Tech

Hackers are accused of seeking destruction using cyber attacks on hospitals


For example, in December 2023, Anonymous Sudan shut down OpenAI’s ChatGPT after a sustained series of DDoS attacks in response to the company’s CEO Tal Broda voicing support for cyberattacks. Israeli Defense Forces fire in Gaza. “More! No mercy! IDF does not stop!” Broda had write on X through a photo of a devastated urban landscape in Gaza and in another post deny the existence of Palestine.

“We will continue to target ChatGPT until the genocide advocate, Tal Broda, is fired and ChatGPT stops taking an inhumane stance towards Palestinians,” Anonymous Sudan responded in a post on Telegram explaining their attacks on OpenAI.

However, Akamai’s Seaman said that Anonymous Sudan’s real goals were not always purely ideological. The group has also offered to sell access to its DDoS infrastructure to other hackers: The group’s Telegram posts as recently as March offered to use their DDoS service, called Godzilla or Skynet, for $2,500 a month. That suggests that even seemingly politically motivated attacks may have a purpose, at least in part, to market the monetization aspect of it, Seaman argues.

“They seem to have thought, ‘We can go in, actually harm people and market this service at the same time,’” Seaman said. He noted that, within the anti-Israel, pro- Palestine of the group after the October 7 attack, “there is definitely an ideological thread in it. But the way it affects the different victims is something that is probably unique to the perpetrators of the attack clearly understand.”

Anonymous Sudan also occasionally attacks targets in Ukraine, apparently collaborating with pro-Russian hacker groups like Killnet.

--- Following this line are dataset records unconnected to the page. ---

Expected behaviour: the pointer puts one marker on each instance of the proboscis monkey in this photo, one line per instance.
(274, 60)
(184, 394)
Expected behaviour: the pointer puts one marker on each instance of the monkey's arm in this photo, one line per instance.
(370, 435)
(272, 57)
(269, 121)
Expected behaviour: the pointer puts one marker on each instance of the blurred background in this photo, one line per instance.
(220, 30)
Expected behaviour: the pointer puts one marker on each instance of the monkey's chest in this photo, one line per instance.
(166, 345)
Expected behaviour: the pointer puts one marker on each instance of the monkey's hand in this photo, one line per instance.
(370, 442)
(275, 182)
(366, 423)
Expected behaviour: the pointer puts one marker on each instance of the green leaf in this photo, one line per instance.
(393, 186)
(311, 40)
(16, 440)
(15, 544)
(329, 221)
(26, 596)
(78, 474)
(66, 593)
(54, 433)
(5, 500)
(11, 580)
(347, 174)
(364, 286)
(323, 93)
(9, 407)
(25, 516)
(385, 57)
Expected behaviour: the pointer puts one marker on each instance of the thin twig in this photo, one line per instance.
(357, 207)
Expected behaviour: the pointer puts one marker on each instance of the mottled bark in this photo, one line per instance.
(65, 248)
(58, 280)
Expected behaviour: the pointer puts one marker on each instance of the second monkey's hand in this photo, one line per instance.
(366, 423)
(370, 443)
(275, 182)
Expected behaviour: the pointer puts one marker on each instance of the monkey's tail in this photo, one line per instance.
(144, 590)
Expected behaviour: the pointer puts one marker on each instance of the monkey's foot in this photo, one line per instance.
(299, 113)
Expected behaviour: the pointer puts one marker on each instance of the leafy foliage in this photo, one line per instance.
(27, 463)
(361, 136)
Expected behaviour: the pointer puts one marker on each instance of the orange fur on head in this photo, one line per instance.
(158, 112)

That has led some in the cybersecurity community to suspect that Anonymous Sudan is in fact a Russia-linked operation that uses its Sudanese identity as a front, given its history of using hacktivism of Russia as a fake flag. The charges against Ahmed and Alaa Omer suggest that the group is indeed of Sudanese origin. But beyond the name, the group doesn’t appear to have any obvious ties to the original hacker collective Anonymous, which has been largely inactive for the past decade.

Akamai’s Seaman said that beyond its goals and politics, the group also stands out for its relatively new and effective technical approach: The group’s DDoS service is built by gaining access to hundreds or even even thousands of virtual private servers—often powerful machines provided by cloud service companies—by renting them with fraudulent credentials. It then uses those machines to launch so-called layer 7 attacks, overwhelming web servers with requests for websites, rather than flooding them with lower-level requests for raw internet data. which DDoS hackers tended to use in the past. Anonymous Sudan and its DDoS service clients will then target the victim with large numbers of those Layer 7 requests in parallel, sometimes using techniques known as “multiplexing” or “pipeline” to simultaneously create multiple bandwidth demands on servers until they are taken offline.

For at least nine months, Seaman said, the group’s technical prowess and brazen, unpredictable targeting have made it a top concern for the anti-DDoS community—and for with many victims of this group. “There’s a lot of uncertainty about this group, what their capabilities are, what their motivations are, why they’re targeting people,” Seaman said. “When Anonymous Sudan left, curiosity soared and there was certainly a sigh of relief.”

The Justice Department’s decision to file criminal charges against Ahmed Omer could result in a life sentence for a seemingly haphazard denial-of-service attack, as state-sponsored cyberattacks and ransomware often causing much more serious damage to healthcare networks. said Josh Corman, a researcher at the Institute for Security and Technology who has long focused on hacking targeting healthcare. Corman said he was nonetheless encouraged to see prosecutors recognize that even crude cyberattacks can have serious—and even deadly—consequences for victims .

“Yes, denial of service attacks can degrade and deny patent care, causing loss of life,” Corman said. “While this is a first and may seem arbitrary until we have more details, it is pleasing to see that we understand the enormous consequences of these attacks.”